Jamie Ford (a New York Times best-selling author) called In Five Years, “Heartbreaking, redemptive and authentic…” These are certainly emotions present in today’s current atmosphere. In an Inquirer article, one Temple University student said that the situation was making her “anxious” and “surreal” while others have been “sad” or trying "to remain optimistic”. Other university students reach for redemption. Some are hopeful that they will be able to return to campus and end the semester “with a bang.” Others are just “hoping that [they] will be back to enjoy [their] senior year on campus.” 
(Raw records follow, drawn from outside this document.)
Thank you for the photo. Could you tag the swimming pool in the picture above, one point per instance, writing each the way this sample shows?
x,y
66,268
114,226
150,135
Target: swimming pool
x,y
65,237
Another New York Times bestseller, Josie Silver, called In Five Years so “poignant and tender” that it broke her heart. This is another sentiment that has been echoed by those in the educational field, especially by teachers. The Washington Post covered a story about one teacher, Chris Dier, whose message is being spread on social media. To the class of 2020, he says:

“I am sad for you; truly, I am. I feel deeply for you; truly, I do. It makes my heart hurt as I write. But if there is any group that can plow through this in creative ways, it is your group. There is no pandemic strong enough to silence you or dent the passion of your generation. Keep your head up and keep fighting. Our country needs you because you provide hope for our future. This year may not be what you envisioned, but I’m eager to see what you do with it. After all, it is still very much your year.”

Rebecca Serle, the author of In Five Years, ties together a story of friendship, love and destiny. These are all things that feel relevant during this period of time. In the time between classes moving online and seeing friends be reunited and others get engaged, I’ve read the articles about the Venice canals becoming clear again. While what’s going on in the world can be concerning at times, parts of it do feel a little like destiny.